Background: Exposure to natural rubber latex (NRL) has been recognized as a cause of occupational asthma (OA), especially among health care workers (HCWs) associated with use of gloves. Little or no population-based data are available which chart the changes over time in the number of cases of OA as this problem was increasingly recognized and then interventions instituted.
Methods: We obtained the numbers of allowed asthma claims with exposure to latex by year in the province of Ontario, Canada from the Ontario Workplace Safety and Insurance Board; details of the cases from the largest teaching hospital were reviewed. Interventions included: (1) in 1996, the Board recommended in its focus for accommodation of sensitized workers, the reduction of aerosols of latex proteins and that hospital facilities use powder-free, low-protein or nonlatex gloves; and (2) hospitals instituted latex policies and glove changes at various dates. For example, at the largest teaching hospital, interventions included education and voluntary medical surveillance in 1994; substitution of low protein, "powder-free" NRL gloves for non-sterile powdered gloves in 1995; and replacement of powdered sterile NRL gloves by lower protein, "powder-free" NRL gloves in 1997.

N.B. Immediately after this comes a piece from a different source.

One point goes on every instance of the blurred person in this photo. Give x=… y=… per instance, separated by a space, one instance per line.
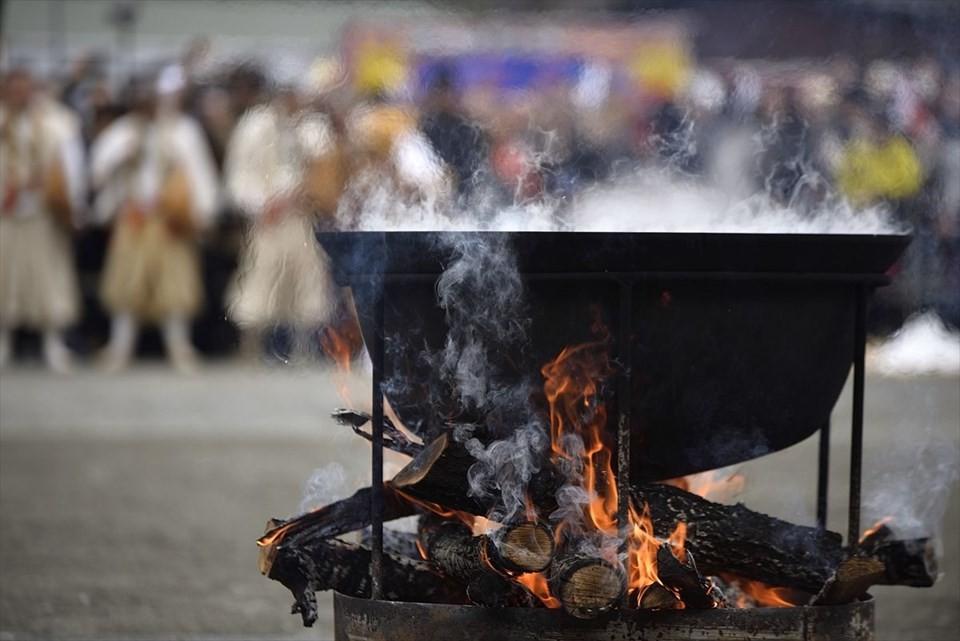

Results: Through 1999, there were 60 allowed claims for asthma in Ontario with exposure to latex; of these 49 (82%) were among HCWs. The number of claims among HCWs changed from 0 to 2 per year up to 1990; increased to 7 to 11 per year between 1991-1994; and declined to 3 per year in 1995-1996 and 1 to 2 per year in 1997-1999. Of the ten institutions having two or more OA latex claims, all claims occurred in 1996 or earlier at 8 (80%). At the largest hospital, there were five accepted claims with year of diagnosis in 1993 (1 case), 1994 (3 cases), and 1995 (1 case).
Conclusions: These findings suggest that, despite the effect of increasing recognition, the introduction of gloves with reduced powder and/or protein, as well as other interventions have been associated temporally with declines in the number of cases of latex OA.